I grew up in the Midwest were people are generally pleasant and say please and thank you. I thought this was the way things were in the world.
And then I moved to the South.
If manners in the Midwest are a condiment, they’re a heaping side dish in the South chock full of syrupy pleasantries. I loved it. I loved the not just “thank you” but “thank you, darlin’ aren’t you so sweet?” I loved the way children were raised to say “”yes, ma’am” and “yes, sir” when asked a question. I loved the way people would willingly let you in traffic and with a friendly hand wave to accompany the gesture. The South is full of over the top goodness.

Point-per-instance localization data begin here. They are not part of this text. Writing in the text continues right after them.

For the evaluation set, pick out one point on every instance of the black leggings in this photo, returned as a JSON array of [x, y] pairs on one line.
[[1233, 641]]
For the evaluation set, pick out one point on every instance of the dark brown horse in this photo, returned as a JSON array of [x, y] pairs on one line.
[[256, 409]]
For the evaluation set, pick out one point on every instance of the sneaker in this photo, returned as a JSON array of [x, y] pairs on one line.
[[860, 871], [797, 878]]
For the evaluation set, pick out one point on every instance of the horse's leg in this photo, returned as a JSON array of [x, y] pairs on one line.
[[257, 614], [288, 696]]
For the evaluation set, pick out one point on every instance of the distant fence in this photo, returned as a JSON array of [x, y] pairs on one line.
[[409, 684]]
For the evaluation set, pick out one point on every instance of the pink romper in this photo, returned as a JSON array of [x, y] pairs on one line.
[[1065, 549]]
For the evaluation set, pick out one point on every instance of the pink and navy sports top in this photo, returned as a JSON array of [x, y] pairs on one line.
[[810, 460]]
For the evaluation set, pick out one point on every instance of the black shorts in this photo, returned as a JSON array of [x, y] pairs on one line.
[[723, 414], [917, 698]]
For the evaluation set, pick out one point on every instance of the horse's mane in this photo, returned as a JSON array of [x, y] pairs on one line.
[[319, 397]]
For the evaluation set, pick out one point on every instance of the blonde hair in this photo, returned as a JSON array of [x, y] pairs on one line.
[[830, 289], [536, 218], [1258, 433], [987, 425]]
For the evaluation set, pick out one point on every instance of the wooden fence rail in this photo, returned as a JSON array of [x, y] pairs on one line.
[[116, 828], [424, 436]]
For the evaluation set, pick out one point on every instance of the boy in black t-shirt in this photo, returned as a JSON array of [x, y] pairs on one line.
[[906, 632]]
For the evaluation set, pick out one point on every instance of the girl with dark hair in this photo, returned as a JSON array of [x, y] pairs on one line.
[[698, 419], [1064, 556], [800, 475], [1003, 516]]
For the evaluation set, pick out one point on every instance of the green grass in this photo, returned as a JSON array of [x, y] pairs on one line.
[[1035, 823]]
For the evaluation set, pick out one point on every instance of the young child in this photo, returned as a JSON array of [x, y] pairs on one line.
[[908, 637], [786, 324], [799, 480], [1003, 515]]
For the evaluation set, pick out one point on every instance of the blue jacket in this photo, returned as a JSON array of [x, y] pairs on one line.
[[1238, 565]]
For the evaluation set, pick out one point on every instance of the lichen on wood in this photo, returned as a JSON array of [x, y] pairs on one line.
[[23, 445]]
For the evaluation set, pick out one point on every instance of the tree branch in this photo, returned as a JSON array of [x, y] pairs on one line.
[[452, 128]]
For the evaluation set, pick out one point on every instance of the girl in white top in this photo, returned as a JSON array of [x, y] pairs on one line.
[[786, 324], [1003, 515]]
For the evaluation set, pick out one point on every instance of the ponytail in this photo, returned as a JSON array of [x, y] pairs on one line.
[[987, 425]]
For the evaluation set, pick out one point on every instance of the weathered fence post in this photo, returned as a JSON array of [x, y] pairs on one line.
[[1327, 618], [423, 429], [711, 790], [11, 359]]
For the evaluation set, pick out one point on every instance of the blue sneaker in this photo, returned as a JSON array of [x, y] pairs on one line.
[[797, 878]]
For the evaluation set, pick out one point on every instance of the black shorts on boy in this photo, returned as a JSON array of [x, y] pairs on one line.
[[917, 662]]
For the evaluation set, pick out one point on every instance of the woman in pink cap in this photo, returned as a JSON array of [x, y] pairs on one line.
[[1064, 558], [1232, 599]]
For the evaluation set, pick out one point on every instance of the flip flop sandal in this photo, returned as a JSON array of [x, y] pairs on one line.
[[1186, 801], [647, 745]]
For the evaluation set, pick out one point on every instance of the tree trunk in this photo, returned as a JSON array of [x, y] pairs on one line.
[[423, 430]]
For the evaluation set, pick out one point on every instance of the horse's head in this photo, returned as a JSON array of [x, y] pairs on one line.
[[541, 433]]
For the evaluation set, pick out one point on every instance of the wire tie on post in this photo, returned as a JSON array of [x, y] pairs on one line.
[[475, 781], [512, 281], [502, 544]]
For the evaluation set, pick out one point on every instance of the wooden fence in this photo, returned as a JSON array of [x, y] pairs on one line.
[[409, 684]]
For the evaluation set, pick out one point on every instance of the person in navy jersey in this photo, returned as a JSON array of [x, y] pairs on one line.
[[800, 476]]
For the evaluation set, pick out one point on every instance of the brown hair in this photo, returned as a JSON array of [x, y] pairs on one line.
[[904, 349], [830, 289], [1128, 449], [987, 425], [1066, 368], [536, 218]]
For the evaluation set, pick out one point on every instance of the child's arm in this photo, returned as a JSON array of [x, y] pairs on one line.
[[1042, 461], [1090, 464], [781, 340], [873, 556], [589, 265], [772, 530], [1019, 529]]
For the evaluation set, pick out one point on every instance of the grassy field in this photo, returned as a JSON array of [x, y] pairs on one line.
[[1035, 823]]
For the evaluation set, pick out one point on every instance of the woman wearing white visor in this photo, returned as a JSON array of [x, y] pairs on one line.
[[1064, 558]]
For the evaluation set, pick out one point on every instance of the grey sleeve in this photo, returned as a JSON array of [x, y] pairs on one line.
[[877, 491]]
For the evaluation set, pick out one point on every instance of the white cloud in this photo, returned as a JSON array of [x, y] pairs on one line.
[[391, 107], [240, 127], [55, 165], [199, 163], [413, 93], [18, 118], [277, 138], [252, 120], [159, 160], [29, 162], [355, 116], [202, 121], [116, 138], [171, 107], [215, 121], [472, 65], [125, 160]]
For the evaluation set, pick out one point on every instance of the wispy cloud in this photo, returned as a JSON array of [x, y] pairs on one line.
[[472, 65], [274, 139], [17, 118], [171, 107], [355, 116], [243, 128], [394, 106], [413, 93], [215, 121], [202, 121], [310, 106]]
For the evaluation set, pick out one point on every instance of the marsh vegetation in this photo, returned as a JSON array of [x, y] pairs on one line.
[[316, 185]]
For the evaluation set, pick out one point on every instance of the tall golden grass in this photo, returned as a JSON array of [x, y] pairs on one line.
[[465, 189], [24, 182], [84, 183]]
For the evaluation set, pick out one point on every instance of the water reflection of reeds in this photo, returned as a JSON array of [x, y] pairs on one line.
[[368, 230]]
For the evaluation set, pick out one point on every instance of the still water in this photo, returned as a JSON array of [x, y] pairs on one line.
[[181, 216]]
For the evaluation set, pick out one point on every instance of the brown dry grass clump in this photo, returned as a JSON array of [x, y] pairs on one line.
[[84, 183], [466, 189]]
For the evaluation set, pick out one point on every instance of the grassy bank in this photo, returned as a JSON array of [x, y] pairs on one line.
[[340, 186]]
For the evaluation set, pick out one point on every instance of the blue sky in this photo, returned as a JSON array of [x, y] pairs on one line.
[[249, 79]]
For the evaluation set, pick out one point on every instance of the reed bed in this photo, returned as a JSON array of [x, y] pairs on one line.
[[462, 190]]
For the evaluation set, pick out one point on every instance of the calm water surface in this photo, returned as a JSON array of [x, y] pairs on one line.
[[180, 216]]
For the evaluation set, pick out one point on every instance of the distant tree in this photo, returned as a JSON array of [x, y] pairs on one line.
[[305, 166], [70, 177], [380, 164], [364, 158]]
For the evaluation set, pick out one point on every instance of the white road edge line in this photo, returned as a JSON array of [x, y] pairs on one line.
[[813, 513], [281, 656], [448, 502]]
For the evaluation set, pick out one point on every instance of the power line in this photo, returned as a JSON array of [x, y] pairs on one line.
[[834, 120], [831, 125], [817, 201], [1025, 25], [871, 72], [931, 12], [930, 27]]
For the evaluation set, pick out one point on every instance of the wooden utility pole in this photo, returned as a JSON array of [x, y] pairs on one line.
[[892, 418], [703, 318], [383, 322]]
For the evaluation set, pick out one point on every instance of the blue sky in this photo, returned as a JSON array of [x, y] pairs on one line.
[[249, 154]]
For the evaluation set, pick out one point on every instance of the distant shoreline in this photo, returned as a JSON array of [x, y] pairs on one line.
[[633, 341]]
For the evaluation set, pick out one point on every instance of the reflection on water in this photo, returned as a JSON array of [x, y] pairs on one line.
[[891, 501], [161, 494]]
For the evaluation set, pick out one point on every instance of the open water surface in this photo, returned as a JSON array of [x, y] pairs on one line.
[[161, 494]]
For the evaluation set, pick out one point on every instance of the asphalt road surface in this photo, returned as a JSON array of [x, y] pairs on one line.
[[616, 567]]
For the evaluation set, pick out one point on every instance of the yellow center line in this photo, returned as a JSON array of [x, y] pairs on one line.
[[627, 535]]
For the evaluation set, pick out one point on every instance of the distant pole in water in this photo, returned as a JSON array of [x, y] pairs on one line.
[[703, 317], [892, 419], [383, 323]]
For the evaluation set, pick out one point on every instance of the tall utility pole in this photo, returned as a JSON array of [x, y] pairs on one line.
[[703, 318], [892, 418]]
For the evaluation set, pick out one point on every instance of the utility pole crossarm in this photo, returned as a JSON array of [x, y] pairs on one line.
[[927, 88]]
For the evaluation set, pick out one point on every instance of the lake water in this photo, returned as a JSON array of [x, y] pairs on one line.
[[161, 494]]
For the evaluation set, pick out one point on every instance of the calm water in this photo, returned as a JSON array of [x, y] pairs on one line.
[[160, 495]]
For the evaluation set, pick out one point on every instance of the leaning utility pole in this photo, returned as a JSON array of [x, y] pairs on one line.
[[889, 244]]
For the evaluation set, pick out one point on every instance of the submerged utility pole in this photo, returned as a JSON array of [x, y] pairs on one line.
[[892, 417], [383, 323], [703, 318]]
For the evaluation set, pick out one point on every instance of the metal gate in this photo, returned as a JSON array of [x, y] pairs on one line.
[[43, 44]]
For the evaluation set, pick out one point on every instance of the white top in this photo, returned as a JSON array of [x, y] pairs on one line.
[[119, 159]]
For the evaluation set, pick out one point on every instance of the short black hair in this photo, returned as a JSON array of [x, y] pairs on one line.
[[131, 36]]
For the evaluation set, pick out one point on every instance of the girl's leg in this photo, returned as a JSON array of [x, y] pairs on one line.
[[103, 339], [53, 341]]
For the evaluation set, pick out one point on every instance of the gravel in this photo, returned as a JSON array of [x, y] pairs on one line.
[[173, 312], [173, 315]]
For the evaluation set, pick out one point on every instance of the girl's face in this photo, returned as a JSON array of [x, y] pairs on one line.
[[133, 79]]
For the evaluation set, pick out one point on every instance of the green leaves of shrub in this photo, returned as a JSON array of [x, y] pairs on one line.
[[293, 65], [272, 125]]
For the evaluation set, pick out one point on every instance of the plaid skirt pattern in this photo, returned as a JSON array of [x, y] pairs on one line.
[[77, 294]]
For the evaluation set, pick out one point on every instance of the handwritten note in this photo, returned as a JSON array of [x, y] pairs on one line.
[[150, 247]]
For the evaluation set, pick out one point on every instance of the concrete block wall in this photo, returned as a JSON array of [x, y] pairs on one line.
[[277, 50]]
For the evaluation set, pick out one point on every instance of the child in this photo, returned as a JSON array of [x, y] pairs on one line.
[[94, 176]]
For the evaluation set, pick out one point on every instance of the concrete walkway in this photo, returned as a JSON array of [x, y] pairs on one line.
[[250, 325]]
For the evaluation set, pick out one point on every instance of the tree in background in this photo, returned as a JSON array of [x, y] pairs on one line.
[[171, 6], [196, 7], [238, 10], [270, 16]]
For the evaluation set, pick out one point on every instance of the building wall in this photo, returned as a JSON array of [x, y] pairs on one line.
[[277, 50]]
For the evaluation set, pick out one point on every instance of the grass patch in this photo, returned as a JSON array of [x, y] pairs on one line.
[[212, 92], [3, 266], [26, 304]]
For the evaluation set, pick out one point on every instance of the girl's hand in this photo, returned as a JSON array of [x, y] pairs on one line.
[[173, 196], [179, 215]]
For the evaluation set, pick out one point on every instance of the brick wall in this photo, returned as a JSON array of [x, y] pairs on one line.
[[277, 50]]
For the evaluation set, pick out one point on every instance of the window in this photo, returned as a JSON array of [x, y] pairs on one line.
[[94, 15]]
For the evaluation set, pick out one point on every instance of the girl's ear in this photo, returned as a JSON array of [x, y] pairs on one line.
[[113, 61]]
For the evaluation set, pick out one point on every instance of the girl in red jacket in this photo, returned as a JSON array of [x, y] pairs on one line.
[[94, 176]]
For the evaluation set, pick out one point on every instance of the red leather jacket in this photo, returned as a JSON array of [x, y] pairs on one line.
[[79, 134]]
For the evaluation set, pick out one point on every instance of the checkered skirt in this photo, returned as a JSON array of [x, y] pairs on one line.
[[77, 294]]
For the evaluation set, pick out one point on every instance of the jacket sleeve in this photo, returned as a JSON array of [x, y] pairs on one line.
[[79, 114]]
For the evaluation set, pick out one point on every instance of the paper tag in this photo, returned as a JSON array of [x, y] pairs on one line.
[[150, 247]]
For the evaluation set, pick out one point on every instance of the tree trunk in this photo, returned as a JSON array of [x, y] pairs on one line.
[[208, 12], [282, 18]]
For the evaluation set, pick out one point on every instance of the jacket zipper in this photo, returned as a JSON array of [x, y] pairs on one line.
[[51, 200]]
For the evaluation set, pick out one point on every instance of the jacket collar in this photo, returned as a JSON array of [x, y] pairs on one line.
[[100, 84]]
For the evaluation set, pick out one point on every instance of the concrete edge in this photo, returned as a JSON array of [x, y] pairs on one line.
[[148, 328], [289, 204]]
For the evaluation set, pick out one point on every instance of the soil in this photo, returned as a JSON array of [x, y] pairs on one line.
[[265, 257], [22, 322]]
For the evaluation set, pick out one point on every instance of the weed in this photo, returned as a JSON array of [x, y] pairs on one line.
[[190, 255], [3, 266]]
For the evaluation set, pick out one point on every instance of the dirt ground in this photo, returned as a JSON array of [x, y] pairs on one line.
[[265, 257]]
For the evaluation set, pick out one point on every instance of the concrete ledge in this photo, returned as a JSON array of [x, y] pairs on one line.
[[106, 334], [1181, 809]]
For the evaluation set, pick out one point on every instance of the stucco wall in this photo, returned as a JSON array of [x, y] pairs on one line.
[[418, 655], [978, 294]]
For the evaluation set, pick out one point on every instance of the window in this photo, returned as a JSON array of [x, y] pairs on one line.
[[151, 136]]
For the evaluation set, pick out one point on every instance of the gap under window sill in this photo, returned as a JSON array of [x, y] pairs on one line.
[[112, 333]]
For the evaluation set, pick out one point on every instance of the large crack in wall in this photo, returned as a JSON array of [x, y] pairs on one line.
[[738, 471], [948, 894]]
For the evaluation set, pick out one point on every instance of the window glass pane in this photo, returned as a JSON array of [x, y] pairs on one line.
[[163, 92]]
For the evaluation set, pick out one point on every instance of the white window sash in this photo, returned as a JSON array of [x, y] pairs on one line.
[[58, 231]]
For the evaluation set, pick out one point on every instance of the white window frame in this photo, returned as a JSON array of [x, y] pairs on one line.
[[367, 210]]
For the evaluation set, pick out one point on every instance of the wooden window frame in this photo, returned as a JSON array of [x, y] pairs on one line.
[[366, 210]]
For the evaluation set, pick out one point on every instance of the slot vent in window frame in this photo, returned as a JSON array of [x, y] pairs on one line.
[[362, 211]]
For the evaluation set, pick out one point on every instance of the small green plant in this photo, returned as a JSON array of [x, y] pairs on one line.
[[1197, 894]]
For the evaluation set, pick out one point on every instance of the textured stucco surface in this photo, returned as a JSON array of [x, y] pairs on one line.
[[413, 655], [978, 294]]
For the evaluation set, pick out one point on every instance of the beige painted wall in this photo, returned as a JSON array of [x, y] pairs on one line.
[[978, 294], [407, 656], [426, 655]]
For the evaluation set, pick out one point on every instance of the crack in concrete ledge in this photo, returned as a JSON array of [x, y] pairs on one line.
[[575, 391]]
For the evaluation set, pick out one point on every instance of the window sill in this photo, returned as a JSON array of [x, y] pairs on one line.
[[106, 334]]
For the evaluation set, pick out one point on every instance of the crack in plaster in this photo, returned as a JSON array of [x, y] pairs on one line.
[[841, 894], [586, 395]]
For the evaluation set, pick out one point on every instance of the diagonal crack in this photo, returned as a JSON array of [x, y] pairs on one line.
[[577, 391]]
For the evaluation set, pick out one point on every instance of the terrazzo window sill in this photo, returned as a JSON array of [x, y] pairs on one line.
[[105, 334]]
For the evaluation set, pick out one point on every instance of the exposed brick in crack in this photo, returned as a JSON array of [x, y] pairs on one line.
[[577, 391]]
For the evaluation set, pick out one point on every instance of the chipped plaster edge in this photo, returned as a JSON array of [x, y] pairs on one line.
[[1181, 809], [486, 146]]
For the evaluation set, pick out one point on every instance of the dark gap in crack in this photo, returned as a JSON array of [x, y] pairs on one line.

I moved back the Midwest, but I’ve tried hard to instill Southern manners in my younger children. Some days I’m successful, others not so much. It’s a work in progress yet it’s an important part of parenting, teaching our children to appreciate when someone does something for them.
This has been on my mind in regards to the writing world. When we write our babies, we need people to review our work. We need critique and beta readers to point out the things they like and also the things they think need work. Some people are nicer about this than others, and honestly, that’s a whole other post. The point is, other writers read and critique your work and take their valuable time to do it. They could be writing on their manuscripts, or spending time with their family or friends, yet they took HOURS to read your masterpiece. Hopefully, they enjoyed it. Maybe they didn’t. Nevertheless, no matter what their final conclusion is, no matter whether you agree with their opinion or not (and honestly, I don’t always agree, no one does) THEY DID THIS FOR YOU. They send it back and you say THANK YOU.
I am continually astounded by the number of people who don’t.
It’s not just happening to me. Lately, I’ve heard other writers mention the same thing. They send back a beta read or critique and never hear a word. I understand hurt feelings and frustration, but in my opinion, a thank you is still in order. Besides, after their words have sat around awhile, you might realize that they had a point. All the more reason to thank them.
I’m taking a new approach to critiquing, a little bit of tough love. If I critique or beta read a few chapters and I’m not thanked, I’ll let it go as an oversight. But if it happens again, I’m going to respectfully decline. I deserve a little appreciation. And so do you.
What I’m listening to: Evans Blue, Cold (But I’m Still Here)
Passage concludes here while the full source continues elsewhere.